This blog post will explore a statistical tool: the Z test in R. The Z test is a fundamental hypothesis test that allows us to conclude population parameters based on sample data. This tutorial will provide step-by-step guidance on conducting one and two sample Z tests in R, enabling you to make informed decisions and draw meaningful insights from your data.
Using the Z test in R, we can assess the significance of sample statistics and compare sample means. Whether dealing with a small or large dataset, the Z test is valuable in data analysis and hypothesis testing.
Now, let us get into Z tests in R, exploring its applications and benefits for data-driven decision-making. The following sections will take you through implementing and interpreting one and two sample Z tests in R.
Table of Contents
- Outline
- Prerequisites
- The Z-Test
- Example in Psychology
- Synthetic data
- One-sample Z-test in R
- One-Sample Z Test in R using the BSDA Package
- Two-Sample Z test in R using the BSDA Package
- Conclusion
- Resources
Outline
The outline of this post is to provide a comprehensive guide to Z-tests in R, covering both one-sample and two-sample scenarios. We will start with the prerequisites. Next, we will introduce the Z-test concept and its relevance in statistical analysis.

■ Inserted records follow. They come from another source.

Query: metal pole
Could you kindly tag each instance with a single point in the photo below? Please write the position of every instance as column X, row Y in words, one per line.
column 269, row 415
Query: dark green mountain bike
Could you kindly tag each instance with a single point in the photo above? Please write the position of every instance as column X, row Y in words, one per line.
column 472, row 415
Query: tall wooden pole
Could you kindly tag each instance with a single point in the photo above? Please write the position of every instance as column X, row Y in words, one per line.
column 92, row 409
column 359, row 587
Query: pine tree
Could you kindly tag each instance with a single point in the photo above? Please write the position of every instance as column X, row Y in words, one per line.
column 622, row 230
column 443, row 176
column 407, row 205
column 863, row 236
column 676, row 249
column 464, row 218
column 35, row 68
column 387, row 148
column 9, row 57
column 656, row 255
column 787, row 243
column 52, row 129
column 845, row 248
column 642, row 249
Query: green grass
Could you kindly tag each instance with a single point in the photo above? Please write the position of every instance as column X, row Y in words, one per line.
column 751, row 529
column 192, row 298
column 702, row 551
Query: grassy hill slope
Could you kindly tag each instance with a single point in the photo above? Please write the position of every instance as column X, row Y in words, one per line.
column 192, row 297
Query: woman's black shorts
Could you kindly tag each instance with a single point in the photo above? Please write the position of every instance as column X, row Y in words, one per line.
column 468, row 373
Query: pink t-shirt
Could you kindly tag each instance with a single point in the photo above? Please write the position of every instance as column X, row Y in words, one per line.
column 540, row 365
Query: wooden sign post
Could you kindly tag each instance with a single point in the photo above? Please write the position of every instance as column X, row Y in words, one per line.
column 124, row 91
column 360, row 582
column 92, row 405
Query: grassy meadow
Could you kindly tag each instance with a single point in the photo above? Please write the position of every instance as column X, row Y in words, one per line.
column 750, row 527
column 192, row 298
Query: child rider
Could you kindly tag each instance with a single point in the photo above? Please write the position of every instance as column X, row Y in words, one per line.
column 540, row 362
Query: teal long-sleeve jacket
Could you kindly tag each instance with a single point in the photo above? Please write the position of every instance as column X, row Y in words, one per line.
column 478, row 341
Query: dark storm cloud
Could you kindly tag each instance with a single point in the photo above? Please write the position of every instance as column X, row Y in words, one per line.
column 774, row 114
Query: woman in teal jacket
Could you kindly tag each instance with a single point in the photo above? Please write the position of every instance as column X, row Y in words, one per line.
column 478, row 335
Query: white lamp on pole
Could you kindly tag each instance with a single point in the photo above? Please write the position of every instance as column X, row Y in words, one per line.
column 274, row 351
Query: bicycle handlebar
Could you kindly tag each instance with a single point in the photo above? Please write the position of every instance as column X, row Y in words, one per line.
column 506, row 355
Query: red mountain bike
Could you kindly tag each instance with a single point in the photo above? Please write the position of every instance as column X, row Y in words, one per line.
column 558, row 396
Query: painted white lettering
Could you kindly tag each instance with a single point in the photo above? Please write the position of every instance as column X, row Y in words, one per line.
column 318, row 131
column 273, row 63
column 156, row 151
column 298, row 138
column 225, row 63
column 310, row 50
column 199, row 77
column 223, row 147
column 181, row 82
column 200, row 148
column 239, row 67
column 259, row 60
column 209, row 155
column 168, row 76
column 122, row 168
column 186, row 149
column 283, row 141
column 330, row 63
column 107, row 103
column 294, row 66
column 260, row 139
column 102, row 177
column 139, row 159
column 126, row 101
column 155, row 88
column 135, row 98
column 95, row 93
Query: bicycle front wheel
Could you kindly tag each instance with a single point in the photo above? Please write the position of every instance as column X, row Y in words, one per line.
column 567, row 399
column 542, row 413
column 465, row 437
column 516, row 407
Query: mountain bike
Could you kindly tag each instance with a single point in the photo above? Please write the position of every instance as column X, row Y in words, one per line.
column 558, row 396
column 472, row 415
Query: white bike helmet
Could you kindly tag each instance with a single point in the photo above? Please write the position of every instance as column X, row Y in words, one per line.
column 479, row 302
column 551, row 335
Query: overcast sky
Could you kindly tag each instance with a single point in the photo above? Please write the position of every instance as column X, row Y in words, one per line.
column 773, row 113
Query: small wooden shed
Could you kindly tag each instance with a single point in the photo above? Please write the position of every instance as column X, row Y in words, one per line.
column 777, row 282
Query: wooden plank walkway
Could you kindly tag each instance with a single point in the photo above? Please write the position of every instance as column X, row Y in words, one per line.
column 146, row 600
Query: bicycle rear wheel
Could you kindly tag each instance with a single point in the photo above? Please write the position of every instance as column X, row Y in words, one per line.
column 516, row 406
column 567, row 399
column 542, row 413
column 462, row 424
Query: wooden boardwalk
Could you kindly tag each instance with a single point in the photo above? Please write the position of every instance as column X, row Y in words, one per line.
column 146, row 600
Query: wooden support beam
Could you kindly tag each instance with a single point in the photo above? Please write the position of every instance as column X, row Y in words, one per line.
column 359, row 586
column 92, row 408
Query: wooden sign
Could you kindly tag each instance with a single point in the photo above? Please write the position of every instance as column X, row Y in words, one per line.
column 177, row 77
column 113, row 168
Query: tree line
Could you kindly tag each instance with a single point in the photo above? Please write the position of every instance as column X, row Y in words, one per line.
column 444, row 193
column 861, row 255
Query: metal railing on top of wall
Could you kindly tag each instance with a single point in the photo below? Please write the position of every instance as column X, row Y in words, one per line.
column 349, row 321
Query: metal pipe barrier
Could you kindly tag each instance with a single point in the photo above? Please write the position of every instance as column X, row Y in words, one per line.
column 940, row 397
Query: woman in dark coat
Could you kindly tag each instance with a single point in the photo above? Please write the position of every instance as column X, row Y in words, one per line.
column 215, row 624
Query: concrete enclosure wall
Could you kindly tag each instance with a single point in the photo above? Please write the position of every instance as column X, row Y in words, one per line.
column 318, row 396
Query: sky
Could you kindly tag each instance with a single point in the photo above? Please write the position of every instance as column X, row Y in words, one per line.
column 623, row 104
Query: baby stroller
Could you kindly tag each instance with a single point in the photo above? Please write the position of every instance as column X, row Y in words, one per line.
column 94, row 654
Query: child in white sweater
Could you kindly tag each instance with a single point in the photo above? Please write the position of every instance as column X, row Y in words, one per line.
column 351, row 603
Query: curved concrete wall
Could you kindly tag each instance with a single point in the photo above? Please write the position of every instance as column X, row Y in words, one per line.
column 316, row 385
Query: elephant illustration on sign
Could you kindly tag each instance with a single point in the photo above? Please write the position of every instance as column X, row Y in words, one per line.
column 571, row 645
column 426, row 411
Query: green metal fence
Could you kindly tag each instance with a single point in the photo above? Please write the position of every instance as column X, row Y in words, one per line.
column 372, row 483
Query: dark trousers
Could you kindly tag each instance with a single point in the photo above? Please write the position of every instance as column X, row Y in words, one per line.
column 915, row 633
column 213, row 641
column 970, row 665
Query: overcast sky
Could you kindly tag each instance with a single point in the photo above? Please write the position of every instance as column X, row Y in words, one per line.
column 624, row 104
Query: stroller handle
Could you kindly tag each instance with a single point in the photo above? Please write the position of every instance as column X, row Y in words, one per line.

Next, we learn about the one-sample Z-test, outlining the hypotheses for this type of test. We explain the step-by-step process, including setting up the hypotheses, calculating the sample mean and standard deviation, computing the Z test statistic, and interpreting the results. A practical example in psychology illustrates its application in real-world scenarios.
Moving on, we explore the two-sample Z-test, explaining the hypotheses specific to this test. We provide an example in psychology that demonstrates how to conduct a two-sample Z-test and interpret the findings.
To facilitate practical learning, we generate synthetic data that mimic real-world scenarios. Next, we will look at calculating the Z statistic using base R. However, there is a more straightforward method: using the BSDA package. Therefore, we will also use this package to perform one-sample and two-sample Z-tests.
Prerequisites
To follow this post, you should have basic knowledge of R, and having RStudio installed is recommended but optional. Additionally, suppose you plan to generate synthetic data for practice. In that case, you must install the dplyr package, a powerful tool for data-wrangling tasks such as column selection, factor renaming, adding new columns, and renaming a column in R. Having an updated version of R before installing any packages is beneficial to ensure compatibility and access to the latest features. See the following post for more information:
For those interested in utilizing the BSDA package for the Z-test examples, you will also need to install it. This package simplifies statistical testing and analysis, providing functions designed explicitly for Z-tests and other hypothesis tests.
The Z-Test
We can use the Z test as a statistical hypothesis test to assess the significance of sample statistics. Moreover, we can use it to make inferences about population parameters. It is widely employed when dealing with large sample sizes or when the population standard deviation is known. The Z test allows us to test hypotheses about population means and proportions, making it a valuable tool for drawing meaningful insights from data.
One Sample Z-Test:
In the context of a one-sample Z test, we compare the mean of a sample to a known population mean or a hypothesized value. The null hypothesis (H0) for a one-sample Z test states no significant difference between the sample mean and the hypothesized value. On the other hand, the alternative hypothesis (Ha) asserts a significant difference between the sample mean and the hypothesized value.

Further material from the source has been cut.